So richtig losgetreten wurde die Diskussion Anfang 2002. Als seinerzeit Günter Grass „Im Krebsgang“ fiktiv vom Leiden deutscher Vertriebener gegen und nach Ende des Zweiten Weltkriegs erzählte, war die Aufregung bei Intellektuellen und Politikern gleichermaßen groß. Während die einen Seite mahnten, dass über diese Diskussion die Frage nach der Kriegsschuld der Deutschen in Vergessenheit zu geraten drohe, meinte die andere, die Zeit sei knapp 60 Jahre später reif genug und dass man nun endlich darüber sprechen müsse. Moralisch gesehen darf darüber jeder denken, wie er will. Aber es ist nicht zu leugnen, dass es auch Kriegsverbrechen seitens der späteren Siegermacht, der Roten Armee der Sowjetunion, gegeben hat.

Wolfgang Peller gehört zu jenen, die die Meinung vertreten, dass eine Debatte über das Thema durchaus von Nöten ist. Der, wie der erwähnte Literatur-Nobelpreisträger Grass in Danzig geborene Peller ist schließlich selbst betroffen: auch er ist ein Vertriebener.
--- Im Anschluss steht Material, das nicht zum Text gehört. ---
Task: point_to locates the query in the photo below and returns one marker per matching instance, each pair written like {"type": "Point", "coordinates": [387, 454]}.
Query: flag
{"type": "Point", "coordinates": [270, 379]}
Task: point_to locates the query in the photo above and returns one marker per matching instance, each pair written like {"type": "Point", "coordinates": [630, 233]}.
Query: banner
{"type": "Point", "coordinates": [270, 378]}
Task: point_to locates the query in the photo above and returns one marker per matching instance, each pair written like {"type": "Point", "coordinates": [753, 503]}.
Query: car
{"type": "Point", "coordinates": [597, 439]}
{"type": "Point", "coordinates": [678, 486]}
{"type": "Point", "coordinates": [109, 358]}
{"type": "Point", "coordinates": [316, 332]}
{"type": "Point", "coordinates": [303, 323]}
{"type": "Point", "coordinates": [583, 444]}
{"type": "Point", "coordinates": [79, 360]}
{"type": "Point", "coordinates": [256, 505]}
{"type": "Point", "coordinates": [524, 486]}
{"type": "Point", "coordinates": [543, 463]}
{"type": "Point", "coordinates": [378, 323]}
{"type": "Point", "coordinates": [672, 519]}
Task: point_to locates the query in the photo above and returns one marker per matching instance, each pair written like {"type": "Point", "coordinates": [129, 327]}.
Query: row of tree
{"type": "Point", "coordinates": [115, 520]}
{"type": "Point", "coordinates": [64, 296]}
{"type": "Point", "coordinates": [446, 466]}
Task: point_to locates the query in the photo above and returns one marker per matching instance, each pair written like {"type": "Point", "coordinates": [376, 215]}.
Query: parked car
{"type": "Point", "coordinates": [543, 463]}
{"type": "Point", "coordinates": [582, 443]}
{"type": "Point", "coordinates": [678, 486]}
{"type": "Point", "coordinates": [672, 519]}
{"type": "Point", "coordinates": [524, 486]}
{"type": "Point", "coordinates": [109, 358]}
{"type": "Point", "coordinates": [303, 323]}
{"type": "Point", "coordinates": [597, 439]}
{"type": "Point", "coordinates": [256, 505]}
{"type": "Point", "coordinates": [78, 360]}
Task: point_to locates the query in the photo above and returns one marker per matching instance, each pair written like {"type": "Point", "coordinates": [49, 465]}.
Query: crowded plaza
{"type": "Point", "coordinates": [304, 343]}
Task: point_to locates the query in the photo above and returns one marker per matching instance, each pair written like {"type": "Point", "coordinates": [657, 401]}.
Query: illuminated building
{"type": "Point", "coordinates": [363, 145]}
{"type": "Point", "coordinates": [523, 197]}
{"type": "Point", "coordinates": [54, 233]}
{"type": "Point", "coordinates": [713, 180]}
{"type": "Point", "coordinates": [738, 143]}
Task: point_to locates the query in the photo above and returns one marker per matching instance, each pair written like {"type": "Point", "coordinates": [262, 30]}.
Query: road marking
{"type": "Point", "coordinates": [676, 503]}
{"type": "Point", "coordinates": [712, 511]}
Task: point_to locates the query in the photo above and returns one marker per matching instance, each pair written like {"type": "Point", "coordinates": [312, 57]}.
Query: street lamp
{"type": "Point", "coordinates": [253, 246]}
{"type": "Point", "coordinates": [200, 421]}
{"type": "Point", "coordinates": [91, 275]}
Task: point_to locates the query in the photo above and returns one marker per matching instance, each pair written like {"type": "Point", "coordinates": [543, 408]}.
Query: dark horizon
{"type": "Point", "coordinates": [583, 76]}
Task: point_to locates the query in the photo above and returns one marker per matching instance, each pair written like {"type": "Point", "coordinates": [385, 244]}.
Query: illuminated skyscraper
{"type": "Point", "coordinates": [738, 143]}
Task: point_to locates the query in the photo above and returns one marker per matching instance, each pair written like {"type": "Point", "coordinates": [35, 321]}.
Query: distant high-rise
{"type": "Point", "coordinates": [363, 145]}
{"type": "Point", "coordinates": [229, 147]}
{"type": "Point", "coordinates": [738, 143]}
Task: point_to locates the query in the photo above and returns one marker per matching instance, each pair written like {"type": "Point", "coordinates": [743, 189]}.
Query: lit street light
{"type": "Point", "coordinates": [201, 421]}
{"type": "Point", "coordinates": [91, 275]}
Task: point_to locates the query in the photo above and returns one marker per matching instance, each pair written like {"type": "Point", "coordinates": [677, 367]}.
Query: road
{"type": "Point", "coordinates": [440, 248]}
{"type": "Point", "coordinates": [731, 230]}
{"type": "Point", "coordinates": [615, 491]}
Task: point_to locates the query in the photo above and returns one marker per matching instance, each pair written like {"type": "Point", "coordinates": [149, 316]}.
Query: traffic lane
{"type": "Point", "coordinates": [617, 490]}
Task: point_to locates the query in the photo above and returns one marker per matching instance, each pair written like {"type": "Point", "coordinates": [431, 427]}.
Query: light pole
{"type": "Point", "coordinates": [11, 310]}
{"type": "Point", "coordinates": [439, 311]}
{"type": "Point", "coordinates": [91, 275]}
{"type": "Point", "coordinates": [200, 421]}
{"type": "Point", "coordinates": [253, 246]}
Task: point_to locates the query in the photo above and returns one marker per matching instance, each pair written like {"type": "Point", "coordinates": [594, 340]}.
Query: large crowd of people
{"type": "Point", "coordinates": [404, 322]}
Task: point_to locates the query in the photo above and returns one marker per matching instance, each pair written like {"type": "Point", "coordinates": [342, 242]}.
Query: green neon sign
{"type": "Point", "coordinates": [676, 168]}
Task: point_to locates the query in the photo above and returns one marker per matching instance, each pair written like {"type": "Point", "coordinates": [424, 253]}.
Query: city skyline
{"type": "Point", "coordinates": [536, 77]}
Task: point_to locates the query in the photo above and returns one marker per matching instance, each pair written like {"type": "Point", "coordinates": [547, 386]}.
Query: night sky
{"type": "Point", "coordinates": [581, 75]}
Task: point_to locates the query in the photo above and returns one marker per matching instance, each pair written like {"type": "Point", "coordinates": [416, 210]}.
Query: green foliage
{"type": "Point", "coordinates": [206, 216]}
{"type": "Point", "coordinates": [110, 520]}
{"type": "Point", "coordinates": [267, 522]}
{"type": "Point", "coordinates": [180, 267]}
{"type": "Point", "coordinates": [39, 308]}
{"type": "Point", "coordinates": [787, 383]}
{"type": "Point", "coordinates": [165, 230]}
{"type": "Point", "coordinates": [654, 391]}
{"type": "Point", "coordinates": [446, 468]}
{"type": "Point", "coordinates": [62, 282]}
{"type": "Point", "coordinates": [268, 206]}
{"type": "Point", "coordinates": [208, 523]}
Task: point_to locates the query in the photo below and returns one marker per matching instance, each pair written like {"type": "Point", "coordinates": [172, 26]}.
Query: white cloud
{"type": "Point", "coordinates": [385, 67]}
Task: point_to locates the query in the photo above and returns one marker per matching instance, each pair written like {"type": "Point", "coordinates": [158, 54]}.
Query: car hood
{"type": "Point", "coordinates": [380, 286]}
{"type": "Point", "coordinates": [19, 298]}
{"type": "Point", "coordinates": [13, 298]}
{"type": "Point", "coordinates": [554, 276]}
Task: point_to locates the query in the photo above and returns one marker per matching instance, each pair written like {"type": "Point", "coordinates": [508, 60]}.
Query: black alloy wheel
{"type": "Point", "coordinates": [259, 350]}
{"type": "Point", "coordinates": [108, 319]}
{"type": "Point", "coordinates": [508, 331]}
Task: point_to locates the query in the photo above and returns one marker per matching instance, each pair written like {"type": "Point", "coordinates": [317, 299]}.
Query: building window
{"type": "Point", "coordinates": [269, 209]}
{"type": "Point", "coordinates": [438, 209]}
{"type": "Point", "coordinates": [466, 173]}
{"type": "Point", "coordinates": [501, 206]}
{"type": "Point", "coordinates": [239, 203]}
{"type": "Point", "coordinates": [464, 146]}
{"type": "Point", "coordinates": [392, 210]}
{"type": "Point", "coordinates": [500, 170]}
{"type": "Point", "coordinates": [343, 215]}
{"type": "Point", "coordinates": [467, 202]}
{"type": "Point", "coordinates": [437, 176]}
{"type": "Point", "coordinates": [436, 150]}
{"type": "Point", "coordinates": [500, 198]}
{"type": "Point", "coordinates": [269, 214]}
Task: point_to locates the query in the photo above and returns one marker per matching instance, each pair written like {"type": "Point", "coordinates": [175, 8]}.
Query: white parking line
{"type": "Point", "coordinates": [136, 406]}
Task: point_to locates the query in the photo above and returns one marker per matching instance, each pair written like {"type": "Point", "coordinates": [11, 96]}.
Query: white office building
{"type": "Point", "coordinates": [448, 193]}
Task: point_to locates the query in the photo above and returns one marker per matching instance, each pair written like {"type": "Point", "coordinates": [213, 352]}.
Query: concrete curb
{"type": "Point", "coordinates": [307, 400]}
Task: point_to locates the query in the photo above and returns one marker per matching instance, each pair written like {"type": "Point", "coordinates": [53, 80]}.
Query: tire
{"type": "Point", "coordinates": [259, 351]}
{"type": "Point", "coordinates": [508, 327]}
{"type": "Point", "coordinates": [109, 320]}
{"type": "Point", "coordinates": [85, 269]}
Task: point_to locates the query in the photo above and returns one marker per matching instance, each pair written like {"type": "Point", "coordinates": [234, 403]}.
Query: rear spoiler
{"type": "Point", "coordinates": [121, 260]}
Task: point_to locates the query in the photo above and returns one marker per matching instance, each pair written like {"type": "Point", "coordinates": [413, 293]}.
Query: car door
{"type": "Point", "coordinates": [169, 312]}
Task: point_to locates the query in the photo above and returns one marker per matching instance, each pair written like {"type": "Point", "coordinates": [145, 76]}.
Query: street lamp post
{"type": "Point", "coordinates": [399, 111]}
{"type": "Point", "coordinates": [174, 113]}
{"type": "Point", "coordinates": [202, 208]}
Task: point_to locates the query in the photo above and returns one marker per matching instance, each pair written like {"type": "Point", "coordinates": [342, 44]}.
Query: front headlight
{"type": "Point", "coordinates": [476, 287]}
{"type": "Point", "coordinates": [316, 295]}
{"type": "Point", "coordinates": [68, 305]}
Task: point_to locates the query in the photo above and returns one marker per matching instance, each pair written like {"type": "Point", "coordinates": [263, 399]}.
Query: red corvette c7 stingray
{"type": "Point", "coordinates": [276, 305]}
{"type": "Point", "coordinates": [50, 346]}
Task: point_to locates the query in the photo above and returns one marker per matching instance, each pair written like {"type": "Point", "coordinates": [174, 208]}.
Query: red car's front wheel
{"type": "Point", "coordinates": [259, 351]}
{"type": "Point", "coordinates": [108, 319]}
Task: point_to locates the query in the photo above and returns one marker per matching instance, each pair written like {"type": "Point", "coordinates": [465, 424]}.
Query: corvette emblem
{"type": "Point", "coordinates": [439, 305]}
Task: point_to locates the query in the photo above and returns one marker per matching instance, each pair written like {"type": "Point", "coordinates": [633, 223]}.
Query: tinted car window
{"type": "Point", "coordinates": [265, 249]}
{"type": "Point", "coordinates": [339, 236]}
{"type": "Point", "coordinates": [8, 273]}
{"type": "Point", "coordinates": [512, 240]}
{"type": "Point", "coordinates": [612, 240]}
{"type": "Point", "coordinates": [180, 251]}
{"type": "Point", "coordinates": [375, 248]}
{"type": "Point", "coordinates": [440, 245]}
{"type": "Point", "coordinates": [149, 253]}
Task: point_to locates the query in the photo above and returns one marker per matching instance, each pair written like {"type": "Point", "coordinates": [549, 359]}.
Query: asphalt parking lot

Und so berichtet Peller (Jahrgang 1934) in „Meine fremde Heimat“ in Romanform - auch hier die Parallele zu Grass - über die Schrecken, den die Sowjets damals in Westpreußen verbreiteten. Peller lässt „Wulf“, einen Jungen, gewissermaßen sein alter ego, vom immer weiteren Vorrücken der Roten Armee auf Danzig und weiter gen Westen erzählen. Der kleine „Wulf“ erlebt, wie Soldaten Frauen vergewaltigen und alte Menschen erschlagen, erschießen - sehr oft ohne Grund.

Sehr eindringlich schildert Wolfgang Peller diese Verbrechen, von denen auch „Wulfs“ Mutter betroffenen war: „Nach einiger Zeit, Wulf erschien sie unendlich, kamen die Frauen zurück in den Keller. Sie sahen erbärmlich aus. Die Kleider waren zerrissen und hingen in Fetzen von den Körpern herab, die Gesichter und Arme zerkratzt. Die Haare hingen wirr um die Köpfe. Aber am schlimmsten empfand Wulf den Gesichtsausdruck seiner Mutter. So hatte er sie noch nie gesehen, als ob sie gar nicht mehr lebte. Sie sah ihn nicht einmal an.“

Peller stellt richtigerweise im Vorwort eines klar. Es sei keineswegs seine Absicht, rechtsradikales Gedankengut mit seinem Vertriebenenroman zu füttern, gar zu rechtfertigen. Er habe sich - dieser Gefahr bewusst - vielmehr sogar lang überlegt, ob er den Roman veröffentlichen sollte. Fest steht: Es war gut, dass er es getan hat. Er argumentiert schließlich, dass der Verlust der Heimat auf das Konto der Deutschen geht, und nicht auf das der östlichen Siegermächte, Russland und Polen. (Ja, auch Polen galt als Siegermacht und erhielt das Emsland als fünfte Besatzungszone.)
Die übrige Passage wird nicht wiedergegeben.